When I reach the bottom, I almost run into Tony, both of us huffing and puffing as we skid to a stop in front of one another, my sword still sheathed and hanging from a hand, his little gun tucked into one of his pockets.
“Which way?” I ask. Tony was on the bottom floor before me. He had to see something.
But he’s winded and can’t talk yet. Doesn’t stop him, though. He motions toward the front of the place.
We take off running again.
Out the door, all we catch are the glowing red tail lights of some old ’80s muscle car peeling away from the cul de sac. There’s no way we can catch this guy. By the time we could get back to my cab and hit the road, he’s going to be long gone. But we’ll remember the car.
I look to Tony. “What do you think? We still going after Mike?”
Tony shakes his head. “Not now. Guy is probably upstairs on the phone as we speak. Our cover’s blown. He might not know we’re here for him, but he’s going to know something’s going on. No, we need to get the hell out of here before more Sardona boys show.”
So, we get the hell out of there before more Sardona boys show.

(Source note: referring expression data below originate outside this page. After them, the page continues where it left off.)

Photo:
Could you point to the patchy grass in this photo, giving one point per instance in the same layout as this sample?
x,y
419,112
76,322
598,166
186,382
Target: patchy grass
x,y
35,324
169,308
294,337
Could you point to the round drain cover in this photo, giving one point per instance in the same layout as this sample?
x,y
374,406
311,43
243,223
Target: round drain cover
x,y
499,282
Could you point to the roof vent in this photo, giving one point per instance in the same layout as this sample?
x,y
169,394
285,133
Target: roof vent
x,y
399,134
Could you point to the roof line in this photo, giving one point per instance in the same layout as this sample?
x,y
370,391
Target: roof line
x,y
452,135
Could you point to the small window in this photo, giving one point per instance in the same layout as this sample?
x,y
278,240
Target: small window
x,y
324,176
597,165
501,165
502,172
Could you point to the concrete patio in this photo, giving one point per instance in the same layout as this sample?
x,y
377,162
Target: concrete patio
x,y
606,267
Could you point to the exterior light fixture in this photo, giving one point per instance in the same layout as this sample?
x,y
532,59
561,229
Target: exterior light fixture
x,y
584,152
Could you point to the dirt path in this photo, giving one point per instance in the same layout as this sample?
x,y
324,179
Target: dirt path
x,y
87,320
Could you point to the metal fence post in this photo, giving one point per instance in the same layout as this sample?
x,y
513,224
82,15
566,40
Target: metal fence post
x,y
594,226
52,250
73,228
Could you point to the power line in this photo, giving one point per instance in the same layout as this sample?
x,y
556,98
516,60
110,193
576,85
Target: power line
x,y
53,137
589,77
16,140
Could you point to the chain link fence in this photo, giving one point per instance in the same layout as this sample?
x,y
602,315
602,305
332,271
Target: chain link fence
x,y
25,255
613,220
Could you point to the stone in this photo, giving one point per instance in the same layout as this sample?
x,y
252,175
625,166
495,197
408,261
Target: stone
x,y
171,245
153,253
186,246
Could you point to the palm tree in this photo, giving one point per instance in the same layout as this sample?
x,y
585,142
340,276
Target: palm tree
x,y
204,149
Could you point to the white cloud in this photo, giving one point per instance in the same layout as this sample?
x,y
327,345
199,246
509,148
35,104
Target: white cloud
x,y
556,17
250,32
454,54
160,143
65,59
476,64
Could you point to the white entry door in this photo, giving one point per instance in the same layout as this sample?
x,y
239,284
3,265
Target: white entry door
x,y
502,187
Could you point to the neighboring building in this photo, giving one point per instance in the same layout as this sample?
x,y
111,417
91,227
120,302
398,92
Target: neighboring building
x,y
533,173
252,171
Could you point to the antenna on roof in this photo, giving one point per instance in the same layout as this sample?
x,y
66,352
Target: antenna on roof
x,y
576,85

We never saw Mike Varl that night, but driving Tony back home, I had to wonder about the black hoodie guy. I still hadn’t got a good look at his face, if it even had been the same guy who had taken shots at me, but I thought I might recognize him again if I saw him. Maybe. He wasn’t a real big guy, looked young, younger than Tony and me even. And he wore dark shades, even at night. Kind of silly, like something a punk or teenager would do. I’d have to remember that. Also, Black hoodie had recognized me. That’s why he had run. I guess he either hadn’t had a piece on him, or he’d been too chickenshit to face me man to man. Didn’t matter. I had his number. I would be hunting him. And his recognition, that’s what made me think it was the same guy.
As for Jollie and his situation, we’d have to deal with that later. For the night, Tony and I needed to lay low. We didn’t know if black hoodie knew our names or not, but it wasn’t impossible word would spread to Sardona that boys of the Carcinni gang had been in the vicinity of Mike Varl.